Affaire Seznec Affaire Quéméneur-Seznec... Plusieurs livres ont été publiés et la BN a conservé la presse de l'époque, numérisée sur Gallica. Des auteurs ont eu le dossier entre les mains : D. Langlois, D. Seznec, B. Rouz, G. Penaud Ce n'est qu'en 2015 que j'ai eu connaissance de cette affaire par le livre de Denis Langlois : pour en finir avec l'affaire Seznec. J'ai voulu en savoir plus.

La démonstration de Me Lamour en 1932

La démonstration de Me Lamour en 1932

Maitre Lamour ne défendait pas Seznec; il défendait ses défenseurs. Ce procès a été perdu. C'était un procès en diffamation. La thèse des défenseurs de Seznec de l'époque mettait en cause des personnes qui n'étaient probablement pas coupables et situaient le meurtre à Plourivo.

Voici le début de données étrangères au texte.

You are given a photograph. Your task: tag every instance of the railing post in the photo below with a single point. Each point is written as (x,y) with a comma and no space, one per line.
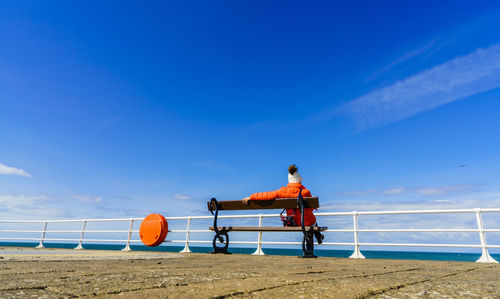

Ce passage de la plaidoirie de Maître Lamour ne concerne pas la diffamation. Par contre c'est une démonstration brillante de la fragilité des témoignages humains sur la base desquels Seznec a été jugé et condamné pour meurtre. 

"Eh bien, Messieurs, c’est inexact et d’une inexactitude qui ne vient faire nul échec à la bonne foi d’aucun témoin mais prouve indubitablement leur erreur. Deux faits certains établissent cette erreur :

 

            a). M. Jean Gérard tient une mercerie à 200 mètres du Plat d’Etain, témoigne, pas une fois mais dix fois, que « Quémeneur et Seznec sont venus lui acheter une lanterne pour mettre à l’arrière de leur voiture et qu’il était à ce moment-là 20 heures trois quarts au plus ». (Cotes 55, 58, 98, 101, 127, 128)

 

            Donc, à 20 heures trois quarts, les deux compagnons achètent une lanterne. Pour acheter une lanterne il ne faut pas longtemps.

            Les bonnes du Plat d’Etain disent : Ces Messieurs sont arrivés au Plat d’Etain vers 21 heures 20. Donc Seznec et Quémeneur, partis chez Jean Gérard à 20 heures 45, seraient arrivés au Plat d’Etain à 21 heures 20. D’où il faudrait conclure, Messieurs, que pour faire deux cents mètres à pied, Seznec et Quémeneur auraient mis 40 minutes ! C’est absurde. Ils ont mis quelques minutes et étaient au Plat d’Etain avant 21 heures.

 

            b). Une autre preuve que Quémeneur et Seznec étaient là avant 21 heures 20, c’est que Quémeneur a téléphoné du Plat d’Etain.

 

            Or, j’ai dans mon dossier la preuve que le bureau de poste de Houdan ferme à 19 heures, sauf pour les abonnés pour qui le service est prolongé jusqu’à 21 heures.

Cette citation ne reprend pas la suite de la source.